To be clear, this isn’t just Mr. Trump trying to deliver his campaign pledges by issuing a series of executive orders to impose a travel ban or build a U.S.-Mexico border wall. The United States wants to get involved in the Syrian crisis again – rapidly and effectively. After all, Mr. Trump knows that the Obama administration handed Syria to the Russians on a silver plate and severely limited Washington’s influence over the country. Against the backdrop of the transition period in the United States, Turkey and Russia made important progress by launching the Astana process and brokering negotiations between the Assad regime and the Syrian opposition. In Kazakhstan, Moscow, Ankara and Tehran agreed to set up a tripartite mechanism to monitor the cease-fire. Finally, the Kremlin agreed to provide air support to the Free Syrian Army (FSA) and Turkish military advisors currently fighting Daesh in al-Bab. In the lead-up to Astana, Western news outlets repeatedly complained that Washington and other Western governments had been excluded from the talks. Even though the Iranians staunchly opposed U.S. involvement, Russia and Turkey made an effort to include the Americans. After the inauguration, the Trump administration was approached by the guarantors. President Trump’s decision to send an ambassador to Astana could be related to his inability to appoint key officials. But it doesn’t take a genius to figure out that the real reason is related to Washington’s concerns about the general direction in Syria.

In recent months, the Russians have emerged as the single most influential actor in Syria. As a result, regional players including Israel and Jordan have been watching the Kremlin rather than the White House for some time. Although President Trump hinted that Washington could cooperate with Moscow in the fight against Daesh, it’s not realistic to expect the administration to accept the current U.S. role in the Middle East.

If the leaked executive order about setting up safe zones is an effort by Washington to return to Syria, the Trump administration’s actions are likely to fuel new tensions on the ground and at the negotiating table. To be clear, the U.S. could even end up derailing the Astana process. Hence Russian skepticism and Turkish cautiousness about the leaks.

Where exactly President Trump wants to set up safe zones and which groups will be included in his plan are bound to have major consequences for all parties involved in the Astana talks.

First and foremost, it is important to understand which areas are affected by the proposal. Will the U.S. seek to eliminate Daesh and al-Nusra Front in Raqqa and Idlib or FSA-held areas such as Azaz, Jarablus and al-Bab or People’s Protection Units (YPG)-controlled cantons? Another important question is against whom the safe zone will be established. In other words, does the White House want to counter the Assad regime, Daesh and Nusra militants or Turkey’s potential plans to take on the YPG forces?

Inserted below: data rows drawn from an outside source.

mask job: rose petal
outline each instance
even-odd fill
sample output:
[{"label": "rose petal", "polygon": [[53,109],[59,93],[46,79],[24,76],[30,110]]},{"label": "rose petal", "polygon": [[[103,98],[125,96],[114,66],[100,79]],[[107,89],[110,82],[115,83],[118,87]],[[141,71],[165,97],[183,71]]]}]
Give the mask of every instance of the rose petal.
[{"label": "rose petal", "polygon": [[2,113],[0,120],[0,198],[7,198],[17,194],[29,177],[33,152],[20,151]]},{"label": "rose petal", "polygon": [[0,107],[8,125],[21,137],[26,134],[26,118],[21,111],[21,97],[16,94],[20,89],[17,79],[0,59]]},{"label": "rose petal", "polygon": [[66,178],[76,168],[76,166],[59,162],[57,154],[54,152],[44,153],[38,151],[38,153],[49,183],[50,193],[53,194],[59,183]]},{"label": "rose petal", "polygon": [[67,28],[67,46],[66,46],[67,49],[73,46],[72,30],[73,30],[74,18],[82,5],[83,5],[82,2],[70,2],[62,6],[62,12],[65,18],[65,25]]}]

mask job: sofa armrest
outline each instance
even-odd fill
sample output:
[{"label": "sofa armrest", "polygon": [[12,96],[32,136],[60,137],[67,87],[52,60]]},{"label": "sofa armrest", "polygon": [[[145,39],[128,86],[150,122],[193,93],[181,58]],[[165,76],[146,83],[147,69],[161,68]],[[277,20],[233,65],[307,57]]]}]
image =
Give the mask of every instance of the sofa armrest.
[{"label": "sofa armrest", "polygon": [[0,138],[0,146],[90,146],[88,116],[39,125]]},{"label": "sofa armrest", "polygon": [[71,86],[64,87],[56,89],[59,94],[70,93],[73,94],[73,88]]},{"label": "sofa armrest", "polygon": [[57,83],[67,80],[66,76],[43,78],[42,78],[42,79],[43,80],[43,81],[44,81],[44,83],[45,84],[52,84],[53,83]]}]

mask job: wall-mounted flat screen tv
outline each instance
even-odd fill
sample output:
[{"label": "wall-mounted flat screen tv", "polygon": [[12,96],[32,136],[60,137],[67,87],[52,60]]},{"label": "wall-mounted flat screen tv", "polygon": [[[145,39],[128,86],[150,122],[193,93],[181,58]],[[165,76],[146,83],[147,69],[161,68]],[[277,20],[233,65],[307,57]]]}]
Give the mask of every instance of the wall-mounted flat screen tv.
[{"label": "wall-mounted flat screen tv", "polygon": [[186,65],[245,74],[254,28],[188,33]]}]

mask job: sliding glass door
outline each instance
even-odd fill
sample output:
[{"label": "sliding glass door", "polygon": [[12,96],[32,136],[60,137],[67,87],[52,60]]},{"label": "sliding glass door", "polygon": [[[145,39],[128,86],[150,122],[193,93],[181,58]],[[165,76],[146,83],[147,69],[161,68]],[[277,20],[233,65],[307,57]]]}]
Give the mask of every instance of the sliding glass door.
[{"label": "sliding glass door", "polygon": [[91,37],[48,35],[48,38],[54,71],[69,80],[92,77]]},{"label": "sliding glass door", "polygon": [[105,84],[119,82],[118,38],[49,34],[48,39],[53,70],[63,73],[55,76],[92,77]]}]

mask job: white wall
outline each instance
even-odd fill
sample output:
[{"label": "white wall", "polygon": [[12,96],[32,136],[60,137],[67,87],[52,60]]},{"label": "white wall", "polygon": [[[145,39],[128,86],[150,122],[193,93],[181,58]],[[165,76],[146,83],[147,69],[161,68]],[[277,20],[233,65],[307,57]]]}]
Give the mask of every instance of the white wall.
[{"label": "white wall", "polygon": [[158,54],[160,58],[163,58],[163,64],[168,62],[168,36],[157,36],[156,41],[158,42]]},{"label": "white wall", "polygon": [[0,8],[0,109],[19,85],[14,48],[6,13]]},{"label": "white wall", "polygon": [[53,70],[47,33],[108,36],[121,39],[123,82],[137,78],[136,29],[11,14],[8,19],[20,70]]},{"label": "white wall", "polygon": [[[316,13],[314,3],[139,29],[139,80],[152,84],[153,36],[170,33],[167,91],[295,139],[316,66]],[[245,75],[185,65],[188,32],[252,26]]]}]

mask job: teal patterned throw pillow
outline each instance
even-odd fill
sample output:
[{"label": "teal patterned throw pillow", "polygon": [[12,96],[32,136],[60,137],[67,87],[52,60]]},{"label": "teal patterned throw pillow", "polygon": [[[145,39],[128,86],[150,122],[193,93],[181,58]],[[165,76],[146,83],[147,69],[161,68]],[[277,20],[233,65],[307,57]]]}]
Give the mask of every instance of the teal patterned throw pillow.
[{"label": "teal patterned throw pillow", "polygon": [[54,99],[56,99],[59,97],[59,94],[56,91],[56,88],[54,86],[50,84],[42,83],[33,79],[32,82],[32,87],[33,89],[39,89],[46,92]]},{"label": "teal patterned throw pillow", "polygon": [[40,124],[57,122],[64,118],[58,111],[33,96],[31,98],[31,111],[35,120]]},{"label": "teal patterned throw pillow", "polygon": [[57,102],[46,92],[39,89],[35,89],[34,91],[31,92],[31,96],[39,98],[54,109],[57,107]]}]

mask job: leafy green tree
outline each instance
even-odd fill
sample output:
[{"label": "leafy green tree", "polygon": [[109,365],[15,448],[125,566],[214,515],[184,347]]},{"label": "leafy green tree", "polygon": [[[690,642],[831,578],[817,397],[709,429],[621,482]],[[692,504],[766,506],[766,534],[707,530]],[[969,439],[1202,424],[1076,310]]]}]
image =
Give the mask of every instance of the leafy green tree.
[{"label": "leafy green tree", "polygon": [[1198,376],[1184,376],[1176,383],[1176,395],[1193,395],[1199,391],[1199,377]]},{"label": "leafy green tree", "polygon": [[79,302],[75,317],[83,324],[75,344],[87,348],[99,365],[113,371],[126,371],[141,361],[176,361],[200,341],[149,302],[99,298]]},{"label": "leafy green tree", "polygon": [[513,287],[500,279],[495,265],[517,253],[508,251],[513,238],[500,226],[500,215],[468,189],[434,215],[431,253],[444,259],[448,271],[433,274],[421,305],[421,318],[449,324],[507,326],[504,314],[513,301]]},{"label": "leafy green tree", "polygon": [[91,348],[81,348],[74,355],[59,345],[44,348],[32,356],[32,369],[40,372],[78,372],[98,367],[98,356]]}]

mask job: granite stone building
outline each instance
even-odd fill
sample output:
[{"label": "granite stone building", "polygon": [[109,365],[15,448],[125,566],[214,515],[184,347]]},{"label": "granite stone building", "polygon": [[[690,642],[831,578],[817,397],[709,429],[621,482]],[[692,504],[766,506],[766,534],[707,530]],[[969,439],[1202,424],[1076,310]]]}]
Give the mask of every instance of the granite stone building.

For a long time, the Turks had tried to talk the Obama administration into setting up safe zones in Syria. Although President Trump wants to talk about the same issue now, it is important to recall that’s water under the bridge. Normalization between Turkey and Russia made valuable contributions to Operation Euphrates Shield and the Astana process. In order for the U.S. to create a new balance of power on the ground, the White House has to be ready to make a serious military commitment. After all, the plan to set up safe zones could make a lot of stakeholders uncomfortable. If the Trump administration targets Bashar Assad, the Russians will object. If he tries to protect the YPG militants, the Turkey-U.S. relations could become further strained. Needless to say, such a move could push the Turks toward Moscow. The only remaining option is to work with Turkey to consolidate the power of moderates in areas to be liberated from Daesh – which would not make Russia, Iran or Damascus happy. At this time, it’s best to wait and see which rabbit President Trump will pull out of his hat.